A collection of related information was gathered to better define and understand the system chosen for this research. This system was the second coal reject drain-rinse screen at the Ebenezer coal preparation washplant. The wear occurring here was caused by the reject material abrading the surface of the polyurethane screen.

Literature describing the computer modelling of such large dynamic systems was scarce. All the information found, however suggested that specific properties of the materials which make up the system was required in order for it to be properly simulated. Particle Flow Code (PFC), which was the programming code used in the modelling component of this research, was no different. On a global scale, wear itself is well-recognised and is typically defined by a wear rate equation. This equation illustrates that wear rates are related to the hardness of the contacted surface, sliding velocity, object interface pressure and an intrinsic wear coefficient. Finding these and other parameters required testwork to be conducted.

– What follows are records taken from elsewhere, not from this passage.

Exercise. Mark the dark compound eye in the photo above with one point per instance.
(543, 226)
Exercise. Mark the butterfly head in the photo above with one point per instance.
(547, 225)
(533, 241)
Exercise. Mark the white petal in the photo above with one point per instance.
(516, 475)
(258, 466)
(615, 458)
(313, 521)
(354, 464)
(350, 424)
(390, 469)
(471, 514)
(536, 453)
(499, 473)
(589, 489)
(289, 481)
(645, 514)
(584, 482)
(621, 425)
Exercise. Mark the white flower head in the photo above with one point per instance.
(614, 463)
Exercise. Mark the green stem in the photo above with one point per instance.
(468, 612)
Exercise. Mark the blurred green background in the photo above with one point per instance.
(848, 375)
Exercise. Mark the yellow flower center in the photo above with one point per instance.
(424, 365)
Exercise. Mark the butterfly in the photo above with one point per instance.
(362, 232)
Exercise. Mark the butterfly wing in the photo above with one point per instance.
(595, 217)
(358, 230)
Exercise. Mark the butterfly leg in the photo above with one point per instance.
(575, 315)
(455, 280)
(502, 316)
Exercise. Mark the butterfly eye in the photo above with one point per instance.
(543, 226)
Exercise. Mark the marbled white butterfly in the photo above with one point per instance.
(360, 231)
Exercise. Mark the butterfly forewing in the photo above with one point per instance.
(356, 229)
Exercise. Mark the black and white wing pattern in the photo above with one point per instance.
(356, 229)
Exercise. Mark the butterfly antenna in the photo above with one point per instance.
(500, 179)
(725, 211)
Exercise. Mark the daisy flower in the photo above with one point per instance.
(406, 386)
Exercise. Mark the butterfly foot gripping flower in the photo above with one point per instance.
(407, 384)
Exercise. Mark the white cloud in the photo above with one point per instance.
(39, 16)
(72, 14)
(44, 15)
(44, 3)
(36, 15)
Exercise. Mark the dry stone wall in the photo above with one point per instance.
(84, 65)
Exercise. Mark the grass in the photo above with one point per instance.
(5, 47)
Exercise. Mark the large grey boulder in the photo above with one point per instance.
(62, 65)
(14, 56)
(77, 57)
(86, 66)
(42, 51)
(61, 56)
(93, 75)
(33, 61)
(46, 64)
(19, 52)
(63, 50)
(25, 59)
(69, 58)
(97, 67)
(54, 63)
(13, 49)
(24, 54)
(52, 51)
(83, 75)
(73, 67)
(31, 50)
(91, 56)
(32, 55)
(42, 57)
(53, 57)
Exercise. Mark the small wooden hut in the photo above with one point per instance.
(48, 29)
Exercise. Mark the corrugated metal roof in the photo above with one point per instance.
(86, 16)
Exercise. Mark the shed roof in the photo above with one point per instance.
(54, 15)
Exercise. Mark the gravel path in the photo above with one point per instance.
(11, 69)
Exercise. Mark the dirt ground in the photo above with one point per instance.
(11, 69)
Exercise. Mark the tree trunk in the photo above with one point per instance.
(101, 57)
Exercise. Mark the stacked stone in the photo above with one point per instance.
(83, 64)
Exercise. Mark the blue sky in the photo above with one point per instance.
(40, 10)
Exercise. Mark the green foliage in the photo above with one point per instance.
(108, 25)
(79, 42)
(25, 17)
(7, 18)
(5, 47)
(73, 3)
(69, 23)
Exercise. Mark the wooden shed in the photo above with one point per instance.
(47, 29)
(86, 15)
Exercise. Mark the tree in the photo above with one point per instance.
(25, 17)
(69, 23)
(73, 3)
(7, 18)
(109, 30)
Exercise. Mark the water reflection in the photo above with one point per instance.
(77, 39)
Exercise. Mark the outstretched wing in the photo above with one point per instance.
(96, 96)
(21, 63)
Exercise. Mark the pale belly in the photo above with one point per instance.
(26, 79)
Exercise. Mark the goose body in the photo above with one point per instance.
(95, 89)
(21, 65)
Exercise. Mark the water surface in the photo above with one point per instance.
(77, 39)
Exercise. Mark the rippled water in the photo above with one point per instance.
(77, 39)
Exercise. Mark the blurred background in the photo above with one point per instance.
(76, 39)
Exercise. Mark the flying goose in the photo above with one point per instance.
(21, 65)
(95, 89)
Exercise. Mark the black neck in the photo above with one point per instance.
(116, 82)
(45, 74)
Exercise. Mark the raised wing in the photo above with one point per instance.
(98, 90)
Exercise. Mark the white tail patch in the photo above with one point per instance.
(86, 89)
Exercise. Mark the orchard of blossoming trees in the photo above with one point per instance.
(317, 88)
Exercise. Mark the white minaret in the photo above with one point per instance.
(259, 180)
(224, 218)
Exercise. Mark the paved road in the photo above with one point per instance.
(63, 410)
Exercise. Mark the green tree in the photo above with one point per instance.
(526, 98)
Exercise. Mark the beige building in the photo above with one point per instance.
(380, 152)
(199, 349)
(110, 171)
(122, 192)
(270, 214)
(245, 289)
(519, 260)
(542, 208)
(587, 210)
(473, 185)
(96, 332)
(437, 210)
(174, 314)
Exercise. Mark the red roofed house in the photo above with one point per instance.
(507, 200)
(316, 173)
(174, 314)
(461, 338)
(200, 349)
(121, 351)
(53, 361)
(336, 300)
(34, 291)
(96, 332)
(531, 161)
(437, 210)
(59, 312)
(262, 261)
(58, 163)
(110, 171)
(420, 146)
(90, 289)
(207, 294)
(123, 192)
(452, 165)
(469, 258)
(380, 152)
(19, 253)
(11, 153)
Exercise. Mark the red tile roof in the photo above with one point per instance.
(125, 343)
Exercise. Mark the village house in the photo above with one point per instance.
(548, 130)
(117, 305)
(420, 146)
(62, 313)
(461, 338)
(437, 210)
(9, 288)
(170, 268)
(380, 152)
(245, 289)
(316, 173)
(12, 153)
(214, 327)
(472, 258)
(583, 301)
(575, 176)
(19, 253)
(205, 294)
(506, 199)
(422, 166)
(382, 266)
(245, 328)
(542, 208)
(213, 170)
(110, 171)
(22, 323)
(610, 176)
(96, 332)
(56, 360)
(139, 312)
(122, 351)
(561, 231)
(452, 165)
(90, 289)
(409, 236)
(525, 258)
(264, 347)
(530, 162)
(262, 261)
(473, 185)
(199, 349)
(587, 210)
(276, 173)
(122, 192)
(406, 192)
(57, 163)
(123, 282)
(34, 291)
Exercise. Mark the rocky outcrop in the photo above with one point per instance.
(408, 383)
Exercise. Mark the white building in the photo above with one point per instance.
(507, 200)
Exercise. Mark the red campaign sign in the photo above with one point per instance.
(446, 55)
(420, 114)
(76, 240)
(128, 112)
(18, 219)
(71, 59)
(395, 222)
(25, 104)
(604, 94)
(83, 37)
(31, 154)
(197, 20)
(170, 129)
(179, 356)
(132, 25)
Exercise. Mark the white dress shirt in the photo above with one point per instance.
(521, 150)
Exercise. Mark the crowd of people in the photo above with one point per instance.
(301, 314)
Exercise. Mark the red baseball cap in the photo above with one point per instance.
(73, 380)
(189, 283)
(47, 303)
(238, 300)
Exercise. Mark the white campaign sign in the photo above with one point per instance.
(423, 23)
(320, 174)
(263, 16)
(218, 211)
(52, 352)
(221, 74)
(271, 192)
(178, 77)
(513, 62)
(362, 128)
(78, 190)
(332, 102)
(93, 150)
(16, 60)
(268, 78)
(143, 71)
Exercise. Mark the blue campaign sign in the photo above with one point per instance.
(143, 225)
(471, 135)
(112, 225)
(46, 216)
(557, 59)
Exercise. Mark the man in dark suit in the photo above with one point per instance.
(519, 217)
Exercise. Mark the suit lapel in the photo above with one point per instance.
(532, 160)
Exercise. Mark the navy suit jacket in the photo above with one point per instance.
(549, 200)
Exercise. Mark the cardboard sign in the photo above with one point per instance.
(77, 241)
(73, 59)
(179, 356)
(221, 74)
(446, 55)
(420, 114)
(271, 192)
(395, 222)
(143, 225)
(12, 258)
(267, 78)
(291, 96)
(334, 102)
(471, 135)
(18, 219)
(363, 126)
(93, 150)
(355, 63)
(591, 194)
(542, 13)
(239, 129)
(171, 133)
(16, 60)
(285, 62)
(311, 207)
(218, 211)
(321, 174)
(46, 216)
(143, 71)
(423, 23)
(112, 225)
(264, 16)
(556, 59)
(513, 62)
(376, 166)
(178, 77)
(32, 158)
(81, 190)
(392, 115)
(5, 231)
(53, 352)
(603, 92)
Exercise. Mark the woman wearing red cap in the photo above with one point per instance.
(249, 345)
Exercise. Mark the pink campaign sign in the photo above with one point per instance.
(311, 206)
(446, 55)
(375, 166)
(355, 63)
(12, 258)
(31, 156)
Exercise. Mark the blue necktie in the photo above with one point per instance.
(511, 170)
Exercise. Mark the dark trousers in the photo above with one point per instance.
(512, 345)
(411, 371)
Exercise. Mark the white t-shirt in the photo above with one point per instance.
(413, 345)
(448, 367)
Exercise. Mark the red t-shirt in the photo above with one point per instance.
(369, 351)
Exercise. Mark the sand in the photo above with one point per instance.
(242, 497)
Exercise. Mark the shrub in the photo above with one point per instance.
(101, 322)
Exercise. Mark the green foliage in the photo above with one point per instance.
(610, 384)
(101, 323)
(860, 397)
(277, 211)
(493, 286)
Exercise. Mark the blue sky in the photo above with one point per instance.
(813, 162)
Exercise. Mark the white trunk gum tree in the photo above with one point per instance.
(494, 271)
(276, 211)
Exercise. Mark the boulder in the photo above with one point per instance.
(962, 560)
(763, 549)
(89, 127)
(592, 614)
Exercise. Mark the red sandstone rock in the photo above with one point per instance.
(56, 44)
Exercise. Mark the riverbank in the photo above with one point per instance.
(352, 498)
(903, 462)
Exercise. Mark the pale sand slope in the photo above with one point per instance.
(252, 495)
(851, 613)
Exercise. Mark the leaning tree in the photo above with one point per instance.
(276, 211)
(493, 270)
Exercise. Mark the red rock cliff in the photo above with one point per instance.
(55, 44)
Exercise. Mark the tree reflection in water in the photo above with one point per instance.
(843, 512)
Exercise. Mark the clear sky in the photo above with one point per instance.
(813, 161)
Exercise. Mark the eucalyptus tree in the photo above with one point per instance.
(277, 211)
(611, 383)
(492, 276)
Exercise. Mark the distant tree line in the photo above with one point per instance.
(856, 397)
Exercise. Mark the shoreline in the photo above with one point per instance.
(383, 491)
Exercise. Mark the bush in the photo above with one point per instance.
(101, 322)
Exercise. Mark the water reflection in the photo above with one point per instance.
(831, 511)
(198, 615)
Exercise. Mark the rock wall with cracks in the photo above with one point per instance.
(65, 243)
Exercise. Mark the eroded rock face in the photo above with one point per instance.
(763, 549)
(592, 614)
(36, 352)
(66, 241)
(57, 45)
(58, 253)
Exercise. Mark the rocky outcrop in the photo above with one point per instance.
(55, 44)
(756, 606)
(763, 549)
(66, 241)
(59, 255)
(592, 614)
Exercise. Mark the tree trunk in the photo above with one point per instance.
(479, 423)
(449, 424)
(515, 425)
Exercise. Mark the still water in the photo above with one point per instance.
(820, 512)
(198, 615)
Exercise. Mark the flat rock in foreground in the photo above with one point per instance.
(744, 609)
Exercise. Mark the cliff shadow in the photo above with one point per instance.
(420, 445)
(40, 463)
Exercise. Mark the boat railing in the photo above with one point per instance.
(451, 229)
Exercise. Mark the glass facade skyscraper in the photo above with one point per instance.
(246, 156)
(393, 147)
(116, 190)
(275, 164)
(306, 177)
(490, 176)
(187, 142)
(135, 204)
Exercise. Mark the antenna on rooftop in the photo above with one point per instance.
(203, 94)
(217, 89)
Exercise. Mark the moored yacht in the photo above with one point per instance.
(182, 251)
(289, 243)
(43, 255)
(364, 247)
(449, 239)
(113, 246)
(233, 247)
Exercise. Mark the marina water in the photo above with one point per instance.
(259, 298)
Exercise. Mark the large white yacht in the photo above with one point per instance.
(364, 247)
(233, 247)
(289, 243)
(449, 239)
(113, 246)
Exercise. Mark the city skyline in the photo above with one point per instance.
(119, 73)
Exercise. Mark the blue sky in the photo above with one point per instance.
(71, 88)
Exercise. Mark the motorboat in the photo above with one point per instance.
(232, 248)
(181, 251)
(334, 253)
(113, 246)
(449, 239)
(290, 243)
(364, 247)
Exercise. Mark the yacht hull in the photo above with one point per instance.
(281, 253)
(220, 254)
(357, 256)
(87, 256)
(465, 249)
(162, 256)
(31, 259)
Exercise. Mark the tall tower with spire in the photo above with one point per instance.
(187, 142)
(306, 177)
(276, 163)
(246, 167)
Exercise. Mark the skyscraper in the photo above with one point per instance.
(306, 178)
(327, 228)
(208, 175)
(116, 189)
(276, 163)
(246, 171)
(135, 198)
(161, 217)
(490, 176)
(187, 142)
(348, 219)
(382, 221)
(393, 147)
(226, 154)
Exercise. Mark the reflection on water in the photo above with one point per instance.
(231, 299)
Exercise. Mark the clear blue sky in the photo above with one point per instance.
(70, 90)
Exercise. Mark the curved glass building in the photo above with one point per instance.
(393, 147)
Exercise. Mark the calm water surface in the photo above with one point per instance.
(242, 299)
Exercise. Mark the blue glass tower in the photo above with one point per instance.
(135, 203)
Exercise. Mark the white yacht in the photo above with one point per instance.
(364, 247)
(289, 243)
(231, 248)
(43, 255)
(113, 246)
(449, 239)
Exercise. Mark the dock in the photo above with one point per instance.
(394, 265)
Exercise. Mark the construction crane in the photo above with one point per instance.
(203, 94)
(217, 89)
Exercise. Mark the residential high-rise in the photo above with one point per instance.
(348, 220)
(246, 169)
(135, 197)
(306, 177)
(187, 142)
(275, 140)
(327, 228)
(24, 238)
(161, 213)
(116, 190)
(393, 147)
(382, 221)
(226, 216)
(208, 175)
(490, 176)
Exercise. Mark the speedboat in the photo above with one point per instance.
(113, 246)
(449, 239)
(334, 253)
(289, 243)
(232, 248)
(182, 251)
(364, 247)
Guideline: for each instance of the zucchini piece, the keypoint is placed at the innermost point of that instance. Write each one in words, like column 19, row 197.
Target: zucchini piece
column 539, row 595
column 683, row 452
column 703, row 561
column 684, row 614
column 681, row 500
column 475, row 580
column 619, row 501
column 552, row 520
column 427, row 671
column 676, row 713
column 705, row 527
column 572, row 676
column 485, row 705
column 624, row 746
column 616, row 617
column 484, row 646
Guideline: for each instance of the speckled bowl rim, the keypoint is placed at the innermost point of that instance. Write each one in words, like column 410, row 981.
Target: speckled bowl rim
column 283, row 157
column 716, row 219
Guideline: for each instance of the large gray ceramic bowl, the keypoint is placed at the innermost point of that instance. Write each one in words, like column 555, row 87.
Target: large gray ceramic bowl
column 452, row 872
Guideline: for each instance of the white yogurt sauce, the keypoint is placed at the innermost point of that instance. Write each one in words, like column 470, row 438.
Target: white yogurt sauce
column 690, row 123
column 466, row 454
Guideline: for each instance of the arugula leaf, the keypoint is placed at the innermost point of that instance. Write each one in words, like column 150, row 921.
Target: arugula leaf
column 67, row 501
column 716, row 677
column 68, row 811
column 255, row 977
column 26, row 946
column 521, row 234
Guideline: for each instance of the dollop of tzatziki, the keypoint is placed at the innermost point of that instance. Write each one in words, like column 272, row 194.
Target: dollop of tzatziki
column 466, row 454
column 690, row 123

The results obtained through the completion of experimental procedures demonstrated that the wear experienced upon the screen was measurable. Visual inspections of the system after several weeks of operation also provided evidence of this. Other features of the system which required clarification for use in the computer
model was the reject material and polyurethanes bulk and shear moduli and frictional properties. These values were of particular interest as wear is related to friction, and interface pressure is related to the materials moduli.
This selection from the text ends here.